Essa prevede che allo Stato spetti la competenza per la determinazione
dei livelli essenziali concernenti i diritti civili e sociali che devono
essere garantiti su tutto il territorio nazionale. Non si tratta soltanto
di livelli “minimi” ma anche di “essenziali”: devono corrispondere a prestazioni
adeguate per rispondere a quei bisogni.
Di conseguenza, allo Stato spetta anche la definizione delle prestazioni
individuate per realizzare i “livelli essenziali”. L’uniformità delle
tipologie di prestazione dovrebbe essere l’obiettivo della produzione
legislativa statale.
Vi sono esigenze di prestazione che chiedono di essere garantite su tutto
il territorio nazionale quali espressioni dirette dei principi costituzionali,
in particolare del principio di uguaglianza. Lo scopo è quello di assicurare
a tutti i soggetti in stato di bisogno, sull’intero territorio nazionale,
il godimento delle prestazioni garantite come contenuto essenziale di
tali diritti, senza che la legislazione regionale possa limitarle o condizionarle.

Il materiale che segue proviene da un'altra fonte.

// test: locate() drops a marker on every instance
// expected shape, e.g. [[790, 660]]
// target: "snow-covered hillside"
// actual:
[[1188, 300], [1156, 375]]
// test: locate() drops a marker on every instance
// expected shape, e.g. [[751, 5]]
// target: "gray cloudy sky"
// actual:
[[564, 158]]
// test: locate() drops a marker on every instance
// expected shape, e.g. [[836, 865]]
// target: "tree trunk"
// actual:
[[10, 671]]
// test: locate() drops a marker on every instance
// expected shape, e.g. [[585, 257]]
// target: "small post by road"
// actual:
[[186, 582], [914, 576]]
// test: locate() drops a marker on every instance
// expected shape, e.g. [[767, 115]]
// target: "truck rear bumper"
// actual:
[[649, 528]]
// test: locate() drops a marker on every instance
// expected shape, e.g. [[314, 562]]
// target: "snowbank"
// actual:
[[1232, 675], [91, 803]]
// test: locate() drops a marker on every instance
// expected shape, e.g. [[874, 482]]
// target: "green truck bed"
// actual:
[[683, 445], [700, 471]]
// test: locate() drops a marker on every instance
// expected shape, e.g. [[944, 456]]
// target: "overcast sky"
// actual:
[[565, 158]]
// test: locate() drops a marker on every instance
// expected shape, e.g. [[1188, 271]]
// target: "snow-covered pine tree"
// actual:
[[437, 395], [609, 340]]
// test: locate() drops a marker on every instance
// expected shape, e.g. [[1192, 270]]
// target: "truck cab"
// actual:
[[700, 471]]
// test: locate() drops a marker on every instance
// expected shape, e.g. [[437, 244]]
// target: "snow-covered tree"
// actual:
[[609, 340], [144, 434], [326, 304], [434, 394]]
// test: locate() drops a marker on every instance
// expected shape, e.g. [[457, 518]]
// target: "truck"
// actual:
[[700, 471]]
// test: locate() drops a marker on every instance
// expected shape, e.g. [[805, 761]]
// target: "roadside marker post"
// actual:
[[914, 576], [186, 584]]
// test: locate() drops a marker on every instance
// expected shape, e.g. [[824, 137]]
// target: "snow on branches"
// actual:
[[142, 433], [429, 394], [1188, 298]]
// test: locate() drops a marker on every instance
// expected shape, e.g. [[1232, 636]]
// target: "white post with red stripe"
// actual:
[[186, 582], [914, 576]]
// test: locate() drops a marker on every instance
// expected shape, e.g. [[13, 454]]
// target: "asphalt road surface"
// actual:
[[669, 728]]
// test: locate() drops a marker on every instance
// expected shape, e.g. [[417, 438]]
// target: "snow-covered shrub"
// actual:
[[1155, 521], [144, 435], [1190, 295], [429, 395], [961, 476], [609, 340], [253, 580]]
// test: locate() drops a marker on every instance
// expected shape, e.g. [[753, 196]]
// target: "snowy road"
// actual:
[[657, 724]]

In quest’ottica i “livelli essenziali” devono essere capaci di garantire
un’efficace e appropriata protezione dei diritti costituzionali, tanto
più alla luce del nuovo quadro di distribuzione delle competenze fra Stato
e Regioni.
I “Livelli Essenziali”
La nozione di “livelli essenziali” si ritrova anche nella legge quadro
sull’assistenza (l. 328/2000); mentre la tutela della salute è stata inserita
fra le materie affidate alla potestà legislativa concorrente di Stato
e Regioni, quella dei servizi sociali non è più citata dal nuovo testo
dell’art. 117 Cost.. Per questa ragione la materia dei servizi sociali
non può che ricadere nella generale competenza esclusiva delle Regioni
ai sensi del 4 comma.. Tuttavia, la “clausola sui livelli essenziali”
affida allo Stato la determinazione di tali livelli anche in tema di servizi
sociali. La materia dell’assistenza sociale si trova perciò a dover essere
considerata da una prospettiva del tutto particolare, caratterizzata da
un ampliamento dei poteri legislativi attribuiti alle Regioni dalla riforma
costituzionale e dalla riserva allo Stato della determinazione dei livelli
essenziali delle prestazioni, cui fanno da corollario i poteri statali
di riequilibrio finanziario e quelli sostitutivi delle amministrazioni
autonome. La legge quadro in materia di assistenza manterrà la sua validità
fino a quando le Regioni non adotteranno disposizioni in materia nell’esercizio
delle proprie competenze legislative e, comunque, andranno fatti salvi
alcuni principi legati ai livelli essenziali. Ad esempio, non è in discussione
il Fondo nazionale previsto dalla legge 328/2000, proprio perché esso
è finalizzato alla realizzazione degli interventi costituenti il livello
essenziale delle prestazioni erogabili.
Al finanziamento delle politiche sociali sono chiamati: lo Stato, Le Regioni
e i Comuni. Regioni e Comuni devono avere, all’interno dei loro bilanci,
una voce specifica che preveda l’accantonamento di risorse per il finanziamento
delle politiche sociali secondo diversi parametri quali l’effettivo numero
di soggetti in stato di bisogno e i potenziali destinatari degli interventi
assistenziali, corrispondenti almeno ai livelli essenziali di assistenza
che devono essere garantiti su tutto il territorio nazionale.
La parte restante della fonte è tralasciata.